What Can We Do with All This Issue Data?
So you've got a few months' worth of data.
All those calls and responses. What can be done with it? In one word
trending. Most, if not all,
of the latest help desk software programs have a built-in reporting feature. Generally, this feature
allows you to make inquiries to your database and generate output that can depict your call desk
environment. Reports can be produced which provide information on issues in summary, detailed, or
statistical formats. You can filter the data by specifying a query. Most help desk software query
programs give you the ability to print routine and custom reports.
- Routine Reports. Help desk
software programs should be able to produce reports that present data for everyday questions.
Most systems have a variety of pre-defined reports to give you output on such questions as:
- What departments, customers, billing
areas, etc., call?
- Do selected departments or customers
call more frequently?
- What is our average number of customers
in the queue?
- How long does it take for the average
call to be resolved?
- Are certain technical support
individuals overutilized, underutilized, or never utilized?
- Are certain pieces of equipment
breaking down more often than others?
- Custom Reports. Although help
desk software programs have various reports to deal with the most common queries, no system can do
it all. Senior management is bound to want SOMETHING that the canned reports cannot produce!
But don't fret. Lots of problem management software enable custom report creation. Some help
desk software systems allow this via coding within the program's language, such as C, C++, SQL,
etc. Others allow you to create your customized reports in report program such as Seagate's
Crystal Reports® and then transfer it to the help desk software programs reporting structure.

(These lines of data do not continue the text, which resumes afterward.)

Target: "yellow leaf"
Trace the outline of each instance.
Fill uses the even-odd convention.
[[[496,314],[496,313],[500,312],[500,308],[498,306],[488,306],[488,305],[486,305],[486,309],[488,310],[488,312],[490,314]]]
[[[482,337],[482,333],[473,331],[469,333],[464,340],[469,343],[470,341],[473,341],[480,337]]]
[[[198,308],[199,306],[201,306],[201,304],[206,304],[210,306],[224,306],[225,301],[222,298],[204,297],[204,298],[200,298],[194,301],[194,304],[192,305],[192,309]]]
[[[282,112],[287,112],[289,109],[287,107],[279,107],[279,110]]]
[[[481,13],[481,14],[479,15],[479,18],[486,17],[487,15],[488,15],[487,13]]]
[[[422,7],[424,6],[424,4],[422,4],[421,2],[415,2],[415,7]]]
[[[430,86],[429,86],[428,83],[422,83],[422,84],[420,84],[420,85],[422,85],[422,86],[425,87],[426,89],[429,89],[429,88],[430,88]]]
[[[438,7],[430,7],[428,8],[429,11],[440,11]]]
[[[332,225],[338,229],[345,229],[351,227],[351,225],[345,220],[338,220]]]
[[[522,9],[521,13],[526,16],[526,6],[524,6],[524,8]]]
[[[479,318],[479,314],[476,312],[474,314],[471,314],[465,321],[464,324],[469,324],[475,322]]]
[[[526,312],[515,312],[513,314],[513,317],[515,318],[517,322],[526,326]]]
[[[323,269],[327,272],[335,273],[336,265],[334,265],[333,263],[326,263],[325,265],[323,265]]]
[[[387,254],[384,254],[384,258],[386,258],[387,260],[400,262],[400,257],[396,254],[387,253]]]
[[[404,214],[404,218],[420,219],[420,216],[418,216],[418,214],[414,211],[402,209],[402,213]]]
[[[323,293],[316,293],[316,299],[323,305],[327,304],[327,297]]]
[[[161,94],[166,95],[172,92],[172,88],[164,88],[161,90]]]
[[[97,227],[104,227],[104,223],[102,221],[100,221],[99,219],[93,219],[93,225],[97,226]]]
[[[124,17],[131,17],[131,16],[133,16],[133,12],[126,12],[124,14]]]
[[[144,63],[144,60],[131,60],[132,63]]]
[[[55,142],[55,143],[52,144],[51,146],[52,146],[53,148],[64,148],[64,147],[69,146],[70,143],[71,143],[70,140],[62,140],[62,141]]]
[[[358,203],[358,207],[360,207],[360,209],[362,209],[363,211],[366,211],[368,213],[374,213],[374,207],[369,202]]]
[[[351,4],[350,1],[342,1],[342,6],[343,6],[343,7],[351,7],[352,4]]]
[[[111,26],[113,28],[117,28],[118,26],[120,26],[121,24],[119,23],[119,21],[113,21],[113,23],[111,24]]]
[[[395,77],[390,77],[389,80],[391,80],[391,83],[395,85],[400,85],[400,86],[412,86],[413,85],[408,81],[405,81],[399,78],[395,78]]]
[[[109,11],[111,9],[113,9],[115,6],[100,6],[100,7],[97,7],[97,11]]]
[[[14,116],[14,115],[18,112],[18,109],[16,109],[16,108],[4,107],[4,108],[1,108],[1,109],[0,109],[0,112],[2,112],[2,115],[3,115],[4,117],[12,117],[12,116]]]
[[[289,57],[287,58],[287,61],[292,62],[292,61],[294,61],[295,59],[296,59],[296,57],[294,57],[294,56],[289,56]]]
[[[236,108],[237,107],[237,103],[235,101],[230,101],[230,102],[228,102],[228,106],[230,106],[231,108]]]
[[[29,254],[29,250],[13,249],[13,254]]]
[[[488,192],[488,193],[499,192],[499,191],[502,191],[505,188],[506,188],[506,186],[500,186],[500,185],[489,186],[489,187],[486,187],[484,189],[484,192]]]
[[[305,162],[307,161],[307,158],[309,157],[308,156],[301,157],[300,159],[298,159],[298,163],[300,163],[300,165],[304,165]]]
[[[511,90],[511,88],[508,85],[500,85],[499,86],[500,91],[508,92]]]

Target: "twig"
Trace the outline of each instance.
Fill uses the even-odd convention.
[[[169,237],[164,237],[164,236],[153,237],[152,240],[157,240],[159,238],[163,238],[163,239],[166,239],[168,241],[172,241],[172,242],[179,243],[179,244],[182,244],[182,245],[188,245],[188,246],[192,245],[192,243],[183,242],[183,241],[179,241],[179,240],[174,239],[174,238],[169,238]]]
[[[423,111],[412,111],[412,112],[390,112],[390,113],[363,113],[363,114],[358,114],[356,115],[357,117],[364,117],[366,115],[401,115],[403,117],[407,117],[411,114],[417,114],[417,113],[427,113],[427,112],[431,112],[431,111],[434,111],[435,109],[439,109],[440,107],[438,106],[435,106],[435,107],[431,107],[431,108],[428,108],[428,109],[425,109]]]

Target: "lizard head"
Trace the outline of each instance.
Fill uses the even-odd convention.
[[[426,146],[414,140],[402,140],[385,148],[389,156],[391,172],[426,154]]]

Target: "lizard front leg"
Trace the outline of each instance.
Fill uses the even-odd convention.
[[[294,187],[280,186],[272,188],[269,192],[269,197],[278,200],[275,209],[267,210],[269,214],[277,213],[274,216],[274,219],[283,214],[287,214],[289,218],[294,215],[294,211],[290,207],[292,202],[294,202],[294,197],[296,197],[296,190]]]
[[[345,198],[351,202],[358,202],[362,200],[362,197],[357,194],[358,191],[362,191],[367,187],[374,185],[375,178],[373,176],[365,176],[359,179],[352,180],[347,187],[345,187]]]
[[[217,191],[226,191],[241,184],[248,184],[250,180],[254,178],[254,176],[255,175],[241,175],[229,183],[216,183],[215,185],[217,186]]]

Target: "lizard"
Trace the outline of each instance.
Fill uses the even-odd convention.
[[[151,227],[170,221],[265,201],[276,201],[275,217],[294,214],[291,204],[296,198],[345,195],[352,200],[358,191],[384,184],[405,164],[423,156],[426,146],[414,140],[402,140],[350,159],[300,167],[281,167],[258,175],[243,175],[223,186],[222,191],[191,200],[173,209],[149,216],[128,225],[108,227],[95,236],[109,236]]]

Naturally, custom report generation may require the skills of a programmer to code these specialized
programs. Costs notwithstanding, you will be able to create the kind of reports that all facets of
your organization demands for doing trending analysis.
Naturally, the answers to the questions that
drive these reports will inevitably save you money. For example, looking at a trend of which printers
break down more frequently may persuade your management to buy more cost-effective printers, lessen
calls about those devices, and reallocate staff for other problems. However, it's not always about
sometimes it's customer satisfaction. If view trends that show a high rate of calls on Mondays
between 9-11 am, customers may smile more if more personnel are hired to respond to issues at that time.